Sono un coscritto di Loretta Goggi, altra grande amica. Poi faccia lei, (ride, ndr). La banda era quella lì!
Chi è Renzo Arato
Ha frequentato il Centro Sperimentale di Arte Drammatica di Torino e stages presso il Piccolo Teatro di Milano. Ha lavorato in allestimenti teatrali diretti da Giorgio Strehler (Brecht), e Carlos Saura (Garcia Lorca). Propone Recitals di poesia internazionale e di testi di Vittorio Alfieri e Dante Alighieri. Significativi i successi teatrali con gli spettacoli:
- “La guerra non finisce mai”
- “La luna nel pozzo”
- “Al di là delle gialle colline c’è il mare”
(tratto da Cesare Pavese e rappresentato con successo anche al Teatro Odéon di Parigi) - “L’amore, per sempre” e “Nel tuo sangue” di Giovanni Testori;
- “Il Vangelo di Marco”
- “Diversi amori”;
- "Creola dalla bruna aureola"- omaggio a Milly
- "La vita per un ideale" (Massimiliano Kolbe)
- “Il Cantico dell'ultimo volo"
- "I Poeti della nostra Storia" - 150° Unità d'Italia - con Orchestra Scarlatti di Napoli
- "Un'Avemaria e un pezzo di pane" - Bicentenario Nascita di Don Bosco
- "Mio bell'Alpino" - Centenario Grande Guerra '15/'18
- "Come perduto nel fondo del mare" - poesie di P.P. Pasolini
- "Le colline sopra il mare" - Pavese, Fenoglio, Lajolo (e altre storie)

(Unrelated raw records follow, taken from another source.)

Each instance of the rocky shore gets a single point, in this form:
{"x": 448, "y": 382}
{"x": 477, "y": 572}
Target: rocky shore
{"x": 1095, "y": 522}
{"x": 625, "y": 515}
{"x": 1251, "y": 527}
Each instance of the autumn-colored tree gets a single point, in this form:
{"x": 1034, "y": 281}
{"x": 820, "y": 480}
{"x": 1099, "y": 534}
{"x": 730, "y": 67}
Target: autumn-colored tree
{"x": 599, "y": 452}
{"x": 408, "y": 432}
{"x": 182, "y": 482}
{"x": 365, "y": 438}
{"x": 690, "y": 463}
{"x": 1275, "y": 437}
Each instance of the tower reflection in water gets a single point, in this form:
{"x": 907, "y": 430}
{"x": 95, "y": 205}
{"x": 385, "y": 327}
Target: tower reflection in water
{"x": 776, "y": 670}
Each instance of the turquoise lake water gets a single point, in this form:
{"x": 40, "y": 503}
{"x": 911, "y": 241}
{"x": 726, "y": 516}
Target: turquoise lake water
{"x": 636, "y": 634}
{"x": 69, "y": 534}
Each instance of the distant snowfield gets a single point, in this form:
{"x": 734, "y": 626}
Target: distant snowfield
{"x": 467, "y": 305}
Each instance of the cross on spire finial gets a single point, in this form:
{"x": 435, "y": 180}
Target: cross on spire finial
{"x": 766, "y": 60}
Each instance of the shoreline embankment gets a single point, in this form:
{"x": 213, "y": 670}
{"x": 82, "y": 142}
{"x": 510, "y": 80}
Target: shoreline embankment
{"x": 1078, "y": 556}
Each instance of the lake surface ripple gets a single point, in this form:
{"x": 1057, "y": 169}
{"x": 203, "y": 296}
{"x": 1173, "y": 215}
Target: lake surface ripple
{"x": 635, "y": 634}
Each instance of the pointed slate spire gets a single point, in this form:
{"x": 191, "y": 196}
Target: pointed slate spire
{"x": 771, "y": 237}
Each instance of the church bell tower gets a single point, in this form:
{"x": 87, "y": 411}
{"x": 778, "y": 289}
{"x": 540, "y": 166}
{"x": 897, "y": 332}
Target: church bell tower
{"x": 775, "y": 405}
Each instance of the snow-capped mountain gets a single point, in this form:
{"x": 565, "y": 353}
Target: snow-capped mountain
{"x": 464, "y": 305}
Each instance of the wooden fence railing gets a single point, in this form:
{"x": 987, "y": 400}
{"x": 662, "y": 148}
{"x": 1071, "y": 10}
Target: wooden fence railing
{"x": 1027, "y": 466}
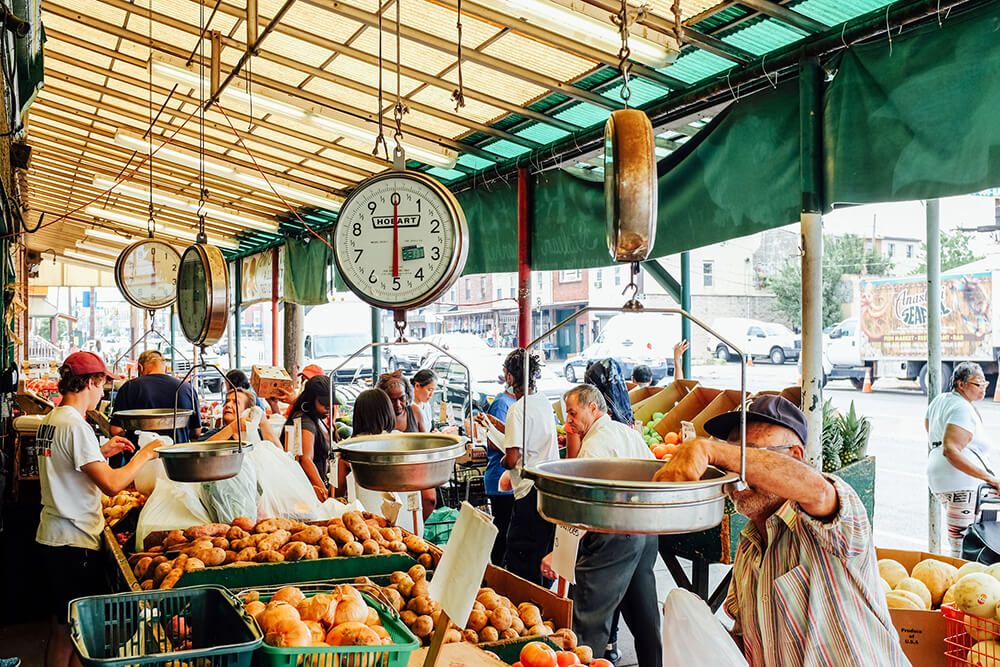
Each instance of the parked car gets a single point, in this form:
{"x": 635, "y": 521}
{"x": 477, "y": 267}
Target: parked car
{"x": 758, "y": 339}
{"x": 633, "y": 339}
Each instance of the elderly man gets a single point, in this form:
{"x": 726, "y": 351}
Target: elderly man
{"x": 612, "y": 571}
{"x": 154, "y": 388}
{"x": 805, "y": 587}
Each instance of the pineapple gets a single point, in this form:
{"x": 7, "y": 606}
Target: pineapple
{"x": 855, "y": 431}
{"x": 833, "y": 440}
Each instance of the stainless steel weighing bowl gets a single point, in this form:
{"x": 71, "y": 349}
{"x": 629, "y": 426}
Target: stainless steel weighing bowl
{"x": 153, "y": 419}
{"x": 203, "y": 461}
{"x": 619, "y": 496}
{"x": 402, "y": 461}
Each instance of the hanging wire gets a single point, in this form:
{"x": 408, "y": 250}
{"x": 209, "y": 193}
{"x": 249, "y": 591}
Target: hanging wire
{"x": 458, "y": 96}
{"x": 380, "y": 139}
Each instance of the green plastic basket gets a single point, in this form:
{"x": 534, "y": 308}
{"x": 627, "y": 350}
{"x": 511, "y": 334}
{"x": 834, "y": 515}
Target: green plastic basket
{"x": 139, "y": 630}
{"x": 396, "y": 654}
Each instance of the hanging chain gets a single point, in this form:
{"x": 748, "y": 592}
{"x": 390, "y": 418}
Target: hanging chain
{"x": 150, "y": 223}
{"x": 458, "y": 96}
{"x": 400, "y": 108}
{"x": 380, "y": 139}
{"x": 624, "y": 19}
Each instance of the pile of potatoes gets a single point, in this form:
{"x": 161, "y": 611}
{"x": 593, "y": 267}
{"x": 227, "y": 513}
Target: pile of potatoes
{"x": 494, "y": 617}
{"x": 973, "y": 589}
{"x": 338, "y": 618}
{"x": 245, "y": 542}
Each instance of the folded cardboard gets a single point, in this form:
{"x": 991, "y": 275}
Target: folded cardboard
{"x": 921, "y": 633}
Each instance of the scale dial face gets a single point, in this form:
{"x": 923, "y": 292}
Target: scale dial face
{"x": 203, "y": 294}
{"x": 401, "y": 240}
{"x": 146, "y": 274}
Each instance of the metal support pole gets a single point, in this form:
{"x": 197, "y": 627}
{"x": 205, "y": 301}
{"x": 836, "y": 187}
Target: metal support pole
{"x": 686, "y": 306}
{"x": 811, "y": 123}
{"x": 376, "y": 338}
{"x": 274, "y": 306}
{"x": 523, "y": 256}
{"x": 933, "y": 348}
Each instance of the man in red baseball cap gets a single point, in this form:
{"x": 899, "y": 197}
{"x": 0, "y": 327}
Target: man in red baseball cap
{"x": 74, "y": 471}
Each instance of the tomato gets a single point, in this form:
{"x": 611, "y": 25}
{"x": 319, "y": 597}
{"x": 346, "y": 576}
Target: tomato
{"x": 566, "y": 658}
{"x": 537, "y": 654}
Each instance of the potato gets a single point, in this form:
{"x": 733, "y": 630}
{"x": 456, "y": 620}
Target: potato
{"x": 207, "y": 530}
{"x": 327, "y": 547}
{"x": 273, "y": 525}
{"x": 529, "y": 613}
{"x": 352, "y": 549}
{"x": 341, "y": 534}
{"x": 310, "y": 535}
{"x": 477, "y": 620}
{"x": 423, "y": 626}
{"x": 268, "y": 557}
{"x": 500, "y": 618}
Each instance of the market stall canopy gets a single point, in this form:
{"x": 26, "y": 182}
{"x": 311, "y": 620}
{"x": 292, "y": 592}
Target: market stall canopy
{"x": 295, "y": 128}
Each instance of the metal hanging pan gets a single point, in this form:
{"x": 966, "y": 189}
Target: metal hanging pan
{"x": 619, "y": 496}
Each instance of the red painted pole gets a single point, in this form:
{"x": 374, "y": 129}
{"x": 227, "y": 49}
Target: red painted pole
{"x": 523, "y": 257}
{"x": 274, "y": 306}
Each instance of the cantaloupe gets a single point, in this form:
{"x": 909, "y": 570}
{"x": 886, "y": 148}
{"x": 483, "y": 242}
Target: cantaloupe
{"x": 937, "y": 575}
{"x": 985, "y": 654}
{"x": 904, "y": 600}
{"x": 977, "y": 594}
{"x": 916, "y": 587}
{"x": 892, "y": 571}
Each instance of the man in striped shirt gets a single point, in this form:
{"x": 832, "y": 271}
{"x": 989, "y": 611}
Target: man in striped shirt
{"x": 805, "y": 587}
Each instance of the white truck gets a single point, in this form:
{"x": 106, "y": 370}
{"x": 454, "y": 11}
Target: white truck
{"x": 889, "y": 336}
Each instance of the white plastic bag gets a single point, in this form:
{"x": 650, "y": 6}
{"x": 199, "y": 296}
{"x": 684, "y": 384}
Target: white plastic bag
{"x": 692, "y": 635}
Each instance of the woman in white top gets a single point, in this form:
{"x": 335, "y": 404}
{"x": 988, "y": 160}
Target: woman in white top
{"x": 959, "y": 460}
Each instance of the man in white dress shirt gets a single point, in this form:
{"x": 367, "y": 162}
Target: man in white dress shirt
{"x": 612, "y": 571}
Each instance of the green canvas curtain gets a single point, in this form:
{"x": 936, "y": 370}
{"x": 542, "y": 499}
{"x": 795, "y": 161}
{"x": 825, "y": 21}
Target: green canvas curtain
{"x": 919, "y": 119}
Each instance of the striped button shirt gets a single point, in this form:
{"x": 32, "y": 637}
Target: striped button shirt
{"x": 813, "y": 597}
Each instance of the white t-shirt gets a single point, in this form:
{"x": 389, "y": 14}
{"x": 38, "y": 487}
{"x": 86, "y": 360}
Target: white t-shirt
{"x": 607, "y": 438}
{"x": 71, "y": 501}
{"x": 951, "y": 408}
{"x": 539, "y": 440}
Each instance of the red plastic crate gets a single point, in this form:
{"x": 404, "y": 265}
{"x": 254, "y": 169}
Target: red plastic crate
{"x": 959, "y": 642}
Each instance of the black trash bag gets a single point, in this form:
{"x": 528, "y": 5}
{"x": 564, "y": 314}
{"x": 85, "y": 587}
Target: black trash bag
{"x": 606, "y": 375}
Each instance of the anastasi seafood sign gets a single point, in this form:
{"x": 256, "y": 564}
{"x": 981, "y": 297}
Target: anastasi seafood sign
{"x": 894, "y": 317}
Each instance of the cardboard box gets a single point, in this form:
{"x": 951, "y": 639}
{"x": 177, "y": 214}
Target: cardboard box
{"x": 662, "y": 401}
{"x": 270, "y": 381}
{"x": 921, "y": 633}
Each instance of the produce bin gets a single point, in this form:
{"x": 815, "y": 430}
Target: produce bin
{"x": 205, "y": 626}
{"x": 395, "y": 655}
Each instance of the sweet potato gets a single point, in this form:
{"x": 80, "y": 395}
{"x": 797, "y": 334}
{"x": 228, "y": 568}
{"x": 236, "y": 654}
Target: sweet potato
{"x": 327, "y": 547}
{"x": 172, "y": 578}
{"x": 244, "y": 523}
{"x": 309, "y": 535}
{"x": 268, "y": 557}
{"x": 272, "y": 525}
{"x": 207, "y": 530}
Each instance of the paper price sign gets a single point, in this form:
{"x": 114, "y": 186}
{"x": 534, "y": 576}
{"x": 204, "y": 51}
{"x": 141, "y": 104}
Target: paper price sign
{"x": 564, "y": 549}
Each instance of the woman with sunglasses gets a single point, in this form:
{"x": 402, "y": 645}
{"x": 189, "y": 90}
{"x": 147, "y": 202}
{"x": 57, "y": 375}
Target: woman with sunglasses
{"x": 959, "y": 460}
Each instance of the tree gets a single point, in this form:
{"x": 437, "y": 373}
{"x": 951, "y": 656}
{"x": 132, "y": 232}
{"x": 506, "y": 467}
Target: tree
{"x": 841, "y": 255}
{"x": 955, "y": 251}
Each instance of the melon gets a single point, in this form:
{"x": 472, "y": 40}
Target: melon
{"x": 904, "y": 600}
{"x": 892, "y": 571}
{"x": 917, "y": 587}
{"x": 937, "y": 575}
{"x": 985, "y": 654}
{"x": 977, "y": 594}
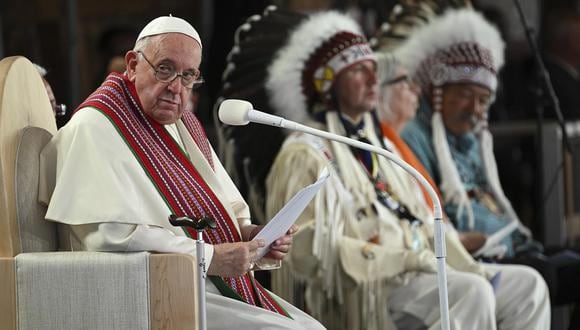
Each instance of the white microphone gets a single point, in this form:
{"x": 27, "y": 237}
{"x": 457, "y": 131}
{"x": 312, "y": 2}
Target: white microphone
{"x": 239, "y": 112}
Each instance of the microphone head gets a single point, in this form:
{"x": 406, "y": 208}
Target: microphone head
{"x": 234, "y": 112}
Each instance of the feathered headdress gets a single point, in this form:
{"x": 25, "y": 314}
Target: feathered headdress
{"x": 285, "y": 63}
{"x": 459, "y": 46}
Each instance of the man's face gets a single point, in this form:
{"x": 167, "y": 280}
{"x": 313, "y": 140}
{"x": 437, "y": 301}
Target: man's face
{"x": 400, "y": 97}
{"x": 356, "y": 89}
{"x": 463, "y": 106}
{"x": 164, "y": 102}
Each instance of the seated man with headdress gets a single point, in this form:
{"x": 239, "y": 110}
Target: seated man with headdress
{"x": 364, "y": 250}
{"x": 132, "y": 155}
{"x": 456, "y": 59}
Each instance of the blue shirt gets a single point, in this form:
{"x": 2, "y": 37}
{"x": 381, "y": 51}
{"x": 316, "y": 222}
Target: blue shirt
{"x": 465, "y": 151}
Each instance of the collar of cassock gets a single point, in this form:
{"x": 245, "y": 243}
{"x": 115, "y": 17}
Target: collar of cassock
{"x": 357, "y": 132}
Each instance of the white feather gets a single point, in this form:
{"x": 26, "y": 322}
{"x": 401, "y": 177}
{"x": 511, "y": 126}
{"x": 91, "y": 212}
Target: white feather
{"x": 284, "y": 83}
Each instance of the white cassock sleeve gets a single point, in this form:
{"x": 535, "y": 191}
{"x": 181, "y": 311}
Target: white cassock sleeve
{"x": 97, "y": 187}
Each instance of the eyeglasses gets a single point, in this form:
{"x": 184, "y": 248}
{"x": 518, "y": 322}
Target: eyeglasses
{"x": 167, "y": 74}
{"x": 396, "y": 80}
{"x": 59, "y": 109}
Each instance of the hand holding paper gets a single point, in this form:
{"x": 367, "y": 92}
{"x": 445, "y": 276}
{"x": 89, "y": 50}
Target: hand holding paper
{"x": 283, "y": 220}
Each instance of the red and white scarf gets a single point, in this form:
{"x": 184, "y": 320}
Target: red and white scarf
{"x": 175, "y": 177}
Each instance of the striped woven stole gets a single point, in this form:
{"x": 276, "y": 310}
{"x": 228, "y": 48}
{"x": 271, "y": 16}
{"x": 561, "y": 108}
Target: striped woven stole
{"x": 175, "y": 177}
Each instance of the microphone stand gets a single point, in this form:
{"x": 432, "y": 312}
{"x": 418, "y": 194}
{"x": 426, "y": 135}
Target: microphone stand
{"x": 546, "y": 83}
{"x": 199, "y": 225}
{"x": 267, "y": 119}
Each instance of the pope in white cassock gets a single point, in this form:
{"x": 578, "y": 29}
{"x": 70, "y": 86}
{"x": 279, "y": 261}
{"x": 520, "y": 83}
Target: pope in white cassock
{"x": 131, "y": 156}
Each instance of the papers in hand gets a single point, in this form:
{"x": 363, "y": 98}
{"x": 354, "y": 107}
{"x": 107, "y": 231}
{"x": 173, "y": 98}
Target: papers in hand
{"x": 494, "y": 240}
{"x": 287, "y": 215}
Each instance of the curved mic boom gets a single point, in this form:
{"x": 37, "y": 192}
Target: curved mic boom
{"x": 240, "y": 112}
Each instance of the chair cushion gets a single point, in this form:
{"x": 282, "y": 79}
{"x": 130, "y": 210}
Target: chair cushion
{"x": 82, "y": 290}
{"x": 36, "y": 234}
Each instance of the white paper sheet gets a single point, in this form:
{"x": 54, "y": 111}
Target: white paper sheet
{"x": 287, "y": 215}
{"x": 495, "y": 239}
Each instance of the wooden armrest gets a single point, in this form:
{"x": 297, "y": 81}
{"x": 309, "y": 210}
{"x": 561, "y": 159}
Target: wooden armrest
{"x": 172, "y": 291}
{"x": 8, "y": 296}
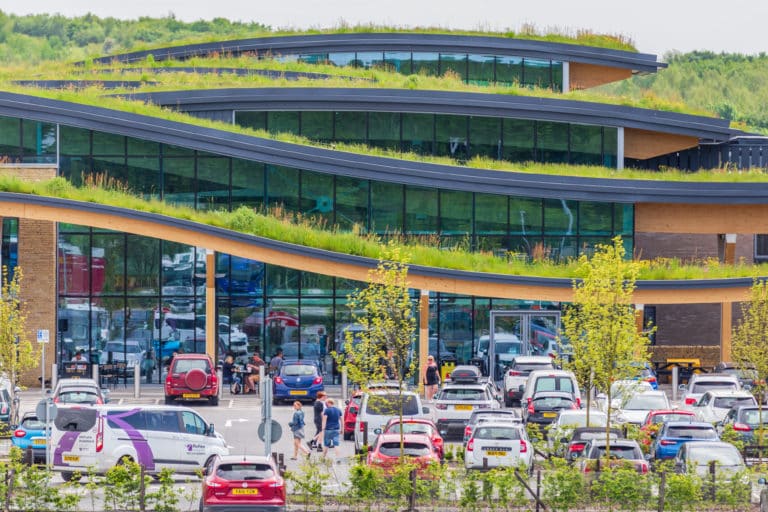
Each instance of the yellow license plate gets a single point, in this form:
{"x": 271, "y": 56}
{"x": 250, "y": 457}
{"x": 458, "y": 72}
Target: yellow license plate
{"x": 245, "y": 491}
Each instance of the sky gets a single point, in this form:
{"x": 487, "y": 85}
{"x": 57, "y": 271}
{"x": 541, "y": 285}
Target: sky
{"x": 655, "y": 26}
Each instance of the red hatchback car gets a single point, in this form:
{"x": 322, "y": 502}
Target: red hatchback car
{"x": 192, "y": 377}
{"x": 417, "y": 426}
{"x": 242, "y": 482}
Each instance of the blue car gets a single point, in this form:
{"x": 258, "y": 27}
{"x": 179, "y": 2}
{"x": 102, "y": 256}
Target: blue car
{"x": 675, "y": 434}
{"x": 29, "y": 436}
{"x": 297, "y": 380}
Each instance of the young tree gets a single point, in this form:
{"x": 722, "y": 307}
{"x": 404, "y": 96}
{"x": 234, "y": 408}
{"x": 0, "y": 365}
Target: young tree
{"x": 749, "y": 346}
{"x": 17, "y": 353}
{"x": 383, "y": 347}
{"x": 600, "y": 323}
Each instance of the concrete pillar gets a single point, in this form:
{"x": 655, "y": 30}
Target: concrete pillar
{"x": 210, "y": 304}
{"x": 726, "y": 328}
{"x": 423, "y": 336}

Al Teatro d’Europa a Parigi ha tenuto stages di Lettura Poetica. Per il cinema ha interpretato il T.V. Movie tedesco “Il segreto di Martin”, per la regia di Krzysztof Zanussi; “Il cuore altrove” e "Il papà di Giovanna", regia di Pupi Avati; "Lo straniero di Brest", regia di Charlotte Drouot. È tra gli interpreti di "Un matrimonio", fiction di Rai1 per la regia di Pupi Avati. Ha interpretato Padre Massimiliano Kolbe nella fiction per la televisione tedesca "Heftig Himmel" (Auschwitz 1941), regia di Klaus Bermann, ed è protagonista della fiction “Alexander Platz”, regia di Peter Krauss.
Importanti affermazioni le ha ottenute con produzioni estere rappresentate in tutta Europa. È nel cast di "Los Angeles Mystery's", serie televisiva della ABC Television (Hollywood), regia di Michael Scott - con Al Pacino, John Travolta, Mira Sorvino. All'Actors Studio West di Hollywood ha rappresentato "Rebel of Love" (2013). Ha partecipato a trasmissioni televisive di grande ascolto: Settevoci; Loretta Goggi in Quiz; Parola mia; Uno Mattina; Sanremo dopofestival; Soliti Ignoti (Raiuno); Ci vediamo in T.V. (Raidue) e alla soap opera “Vivere” (Canale 5). Maschera d'Argento del Ministero Turismo e Spettacolo (1993) Premio Lyceum quale miglior attore straniero (Bonn 2005) Premio "Marlene Dietrich" per lo spettacolo "Später der Sturm" (Berlino 2012).